README.md

May 23, 2025 · View on GitHub

Towards Robust Multimodal Open-set Test-time Adaptation via Adaptive Entropy-aware Optimization

¹ETH Zurich, ²EPFL

• ICLR 2025 •

Figure 1: (a) Tent minimizes the entropy of all samples, making it difficult to separate the prediction score distributions of known and unknown samples. (b) Our AEO amplifies entropy differences between known and unknown samples through adaptive optimization. (c) As a result, Tent negatively impacts MM-OSTTA performance while AEO significantly improves unknown class detection.
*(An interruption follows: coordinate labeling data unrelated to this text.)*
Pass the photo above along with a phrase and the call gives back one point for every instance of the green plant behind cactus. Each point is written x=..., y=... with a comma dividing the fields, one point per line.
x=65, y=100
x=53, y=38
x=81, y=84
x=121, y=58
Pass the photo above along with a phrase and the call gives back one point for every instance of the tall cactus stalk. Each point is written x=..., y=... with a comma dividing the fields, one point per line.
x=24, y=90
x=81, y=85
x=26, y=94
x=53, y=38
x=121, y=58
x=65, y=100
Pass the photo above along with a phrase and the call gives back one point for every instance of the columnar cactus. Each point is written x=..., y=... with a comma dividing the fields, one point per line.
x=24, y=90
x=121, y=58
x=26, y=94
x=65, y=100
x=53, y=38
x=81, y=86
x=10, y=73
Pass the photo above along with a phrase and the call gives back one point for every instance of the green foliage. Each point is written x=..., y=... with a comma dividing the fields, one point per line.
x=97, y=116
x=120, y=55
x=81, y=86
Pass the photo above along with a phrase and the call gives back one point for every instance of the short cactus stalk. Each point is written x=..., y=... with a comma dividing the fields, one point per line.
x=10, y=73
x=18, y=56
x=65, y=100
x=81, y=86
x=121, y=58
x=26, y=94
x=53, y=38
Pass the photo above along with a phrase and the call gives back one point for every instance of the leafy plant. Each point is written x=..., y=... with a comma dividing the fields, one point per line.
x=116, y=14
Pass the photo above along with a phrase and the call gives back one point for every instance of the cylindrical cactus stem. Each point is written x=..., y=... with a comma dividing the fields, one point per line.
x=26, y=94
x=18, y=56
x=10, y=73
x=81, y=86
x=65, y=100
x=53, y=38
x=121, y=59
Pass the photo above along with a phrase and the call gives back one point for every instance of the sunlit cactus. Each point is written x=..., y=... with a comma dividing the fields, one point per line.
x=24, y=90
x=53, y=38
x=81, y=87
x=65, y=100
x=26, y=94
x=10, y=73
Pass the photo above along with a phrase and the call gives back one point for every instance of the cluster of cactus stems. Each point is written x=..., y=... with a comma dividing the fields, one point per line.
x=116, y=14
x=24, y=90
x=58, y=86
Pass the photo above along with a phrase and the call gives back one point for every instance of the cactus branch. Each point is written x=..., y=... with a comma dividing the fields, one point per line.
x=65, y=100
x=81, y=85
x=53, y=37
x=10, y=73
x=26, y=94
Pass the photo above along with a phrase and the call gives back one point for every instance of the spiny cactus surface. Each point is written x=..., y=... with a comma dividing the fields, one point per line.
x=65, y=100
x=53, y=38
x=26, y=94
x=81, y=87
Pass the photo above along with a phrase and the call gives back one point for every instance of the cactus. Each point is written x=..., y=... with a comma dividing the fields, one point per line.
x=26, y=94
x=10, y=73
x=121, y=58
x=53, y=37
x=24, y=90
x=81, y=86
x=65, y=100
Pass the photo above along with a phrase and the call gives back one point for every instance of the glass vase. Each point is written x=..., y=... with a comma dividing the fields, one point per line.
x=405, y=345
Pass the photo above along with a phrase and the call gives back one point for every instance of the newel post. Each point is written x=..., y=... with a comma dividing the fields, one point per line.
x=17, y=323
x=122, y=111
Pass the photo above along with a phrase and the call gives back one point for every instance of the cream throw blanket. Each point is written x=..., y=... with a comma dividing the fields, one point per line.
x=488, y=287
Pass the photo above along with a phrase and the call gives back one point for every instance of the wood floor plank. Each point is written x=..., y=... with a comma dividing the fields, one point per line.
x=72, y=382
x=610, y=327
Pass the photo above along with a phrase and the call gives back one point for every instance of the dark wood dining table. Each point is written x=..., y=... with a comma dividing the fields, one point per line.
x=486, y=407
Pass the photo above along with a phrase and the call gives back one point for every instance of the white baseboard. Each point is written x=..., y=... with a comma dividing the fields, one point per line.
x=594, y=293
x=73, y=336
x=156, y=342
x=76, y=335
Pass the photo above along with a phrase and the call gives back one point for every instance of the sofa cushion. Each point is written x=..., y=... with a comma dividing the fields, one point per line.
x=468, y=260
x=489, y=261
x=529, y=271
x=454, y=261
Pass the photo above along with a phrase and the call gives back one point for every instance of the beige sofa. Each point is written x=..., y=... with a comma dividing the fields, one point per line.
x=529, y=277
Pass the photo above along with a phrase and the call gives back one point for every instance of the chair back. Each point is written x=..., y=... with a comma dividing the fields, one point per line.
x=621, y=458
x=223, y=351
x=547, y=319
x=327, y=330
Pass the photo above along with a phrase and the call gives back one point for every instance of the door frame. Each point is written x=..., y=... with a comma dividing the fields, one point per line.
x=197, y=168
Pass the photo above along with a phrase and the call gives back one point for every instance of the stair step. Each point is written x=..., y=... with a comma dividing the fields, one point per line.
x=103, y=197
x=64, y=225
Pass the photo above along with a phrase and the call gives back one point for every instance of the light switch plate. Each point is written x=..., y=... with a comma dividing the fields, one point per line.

Update: We have a new survey paper on Multimodal Adaptation and Generalization

Environment

The code was tested using Python 3.10.13, torch 2.3.1+cu121 and NVIDIA GeForce RTX 3090, more dependencies are in requirement.txt.

Environments:

mmcv-full 1.2.7
mmaction2 0.13.0

Prepare Dataset

Download EPIC-Kitchens Dataset

bash utils/download_epic_script.sh

Download Audio files EPIC-KITCHENS-audio.zip.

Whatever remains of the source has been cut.